XLV

Elisa Von Schuller llegó a la Karolinenplatz con cinco minutos de retraso, como indicaba el decoro, pero no había nadie esperándola.

Desde la reapertura de la sala de conciertos, había cambiado radicalmente el aspecto de la plaza, de nuevo ocupada por tiendas elegantes de altas vitrinas iluminadas en lugar de los negocios míseros y casi vacíos del año anterior.

Aquella noche, la sala de conciertos ofrecía un programa interesante, con obras de Schubert, Brahms y Mendelssohn y la plaza estaba llena de grupos y parejas saludándose entre sí mientras disfrutaban del buen tiempo. Elisa se alejó cuanto pudo de la zona más concurrida tratando de evitar que la viesen sola, y aprovechó su buena vista para buscar a lo lejos a Albert Hammerlein, su acompañante habitual durante los últimos meses. Pero el tiempo pasaba y Albert no aparecía.

Entonces recordó la advertencia de su padre sobre la necesidad de ir abrigada y empezó a sospechar que quizás Albert la hubiese telefoneado para cancelar la cita y nadie la hubiese avisado, pero por mucho que su padre detestase a Hammerlein no lo creía capaz de hacerla pasar por el ridículo de un plantón en plena Karolinenplatz. La razón tenía que ser otra, algo que no podía imaginar, pero fuera cual fuese, la angustia la atenazaba cada vez con más fuerza a medida que pasaban los minutos y la gente iba entrando al auditorio.

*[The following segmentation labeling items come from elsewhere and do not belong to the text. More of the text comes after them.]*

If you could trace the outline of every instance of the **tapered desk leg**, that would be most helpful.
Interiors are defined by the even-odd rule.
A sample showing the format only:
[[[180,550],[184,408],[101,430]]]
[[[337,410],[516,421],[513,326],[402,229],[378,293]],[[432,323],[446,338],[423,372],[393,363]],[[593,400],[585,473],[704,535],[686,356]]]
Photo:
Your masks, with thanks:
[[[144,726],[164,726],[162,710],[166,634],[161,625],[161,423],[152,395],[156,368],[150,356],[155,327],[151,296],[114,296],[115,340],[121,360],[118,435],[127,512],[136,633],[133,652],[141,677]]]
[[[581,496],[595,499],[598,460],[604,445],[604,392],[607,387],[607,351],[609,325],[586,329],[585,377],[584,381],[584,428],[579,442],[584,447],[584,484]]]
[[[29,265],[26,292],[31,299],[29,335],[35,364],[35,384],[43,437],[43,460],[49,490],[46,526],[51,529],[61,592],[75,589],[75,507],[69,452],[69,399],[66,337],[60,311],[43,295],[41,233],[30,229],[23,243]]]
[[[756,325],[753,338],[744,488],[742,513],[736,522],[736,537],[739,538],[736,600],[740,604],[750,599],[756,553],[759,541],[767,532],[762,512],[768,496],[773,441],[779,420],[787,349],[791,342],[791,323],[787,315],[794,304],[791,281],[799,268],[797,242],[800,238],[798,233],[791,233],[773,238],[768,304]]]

Cuando sonó la campanilla del último aviso, Albert no se había presentado. Con lágrimas en los ojos, Elisa pensó volver a casa, pero recordó que su padre tenía invitados y no quería que la visen regresar tan pronto, así que entró sola y se hundió en su butaca. Si la orquesta tocó algo, ella no lo oyó. Los cuarenta minutos que duró la primera parte de la velada los pasó conteniendo la rabia y el despecho y preguntándose qué tendría que ver su padre en aquella horrible situación. Porque Albert no podía haberle hecho aquello por descuido. Albert nunca le haría tal cosa: incluso si se hubiese puesto enfermo habría enviado alguien a avisarla.

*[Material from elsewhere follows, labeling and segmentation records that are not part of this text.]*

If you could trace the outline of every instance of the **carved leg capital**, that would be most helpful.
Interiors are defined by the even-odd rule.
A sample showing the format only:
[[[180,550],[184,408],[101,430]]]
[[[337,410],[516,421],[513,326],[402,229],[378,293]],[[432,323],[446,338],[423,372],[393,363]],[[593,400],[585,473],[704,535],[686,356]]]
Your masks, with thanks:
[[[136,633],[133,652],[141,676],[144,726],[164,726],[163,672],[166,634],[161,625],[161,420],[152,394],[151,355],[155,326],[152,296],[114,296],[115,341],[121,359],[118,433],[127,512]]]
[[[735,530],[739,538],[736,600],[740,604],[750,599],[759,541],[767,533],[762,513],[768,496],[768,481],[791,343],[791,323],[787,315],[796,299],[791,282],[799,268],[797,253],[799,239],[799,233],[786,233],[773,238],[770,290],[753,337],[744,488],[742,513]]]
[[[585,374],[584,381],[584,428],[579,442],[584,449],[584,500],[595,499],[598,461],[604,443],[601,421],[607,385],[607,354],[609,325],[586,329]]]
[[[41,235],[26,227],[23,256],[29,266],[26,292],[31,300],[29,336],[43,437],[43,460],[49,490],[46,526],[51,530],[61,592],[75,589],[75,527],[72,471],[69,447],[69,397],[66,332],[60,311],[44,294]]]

Había conocido a Albert Hammerlein a finales del año anterior, durante la fiesta navideña que, contra todo pronóstico, se empeñó en ofrecer el padre de Anna Marie Von Trulow, su mejor amiga. Von Trulow procedía de una familia noble de Sajonia, aunque no había heredado el título por ser el tercero de cinco hermanos. Toda la ciudad sabía que las finanzas de Von Trulow no pasaban por su mejor momento, pero a pesar de ello, el viejo ingeniero militar, inventor de un nuevo sistema para construir puentes de campaña capaces de vadear ríos de hasta trescientos metros, no quiso renunciar a su fiesta. En vez de eso, tuvo la presencia de ánimo de decir públicamente que era tanto el placer que le causaba reunir a sus amigos en su casa que daba por bueno el vino blanco que aquel año, lamentablemente, sustituía al champaña de otras veces. Aquellas palabras, que en otro tiempo hubiesen avergonzado por igual al que las pronunciaba y a quienes las escuchaban, arrancaron fervorosos aplausos del centenar largo de invitados que abarrotaban el salón.

Albert Hammerlein se acercó a saludar y dar la enhorabuena al anfitrión por su coraje justo cuando estaba Elisa junto a él, y el propio ingeniero le presentó al aspirante a juez.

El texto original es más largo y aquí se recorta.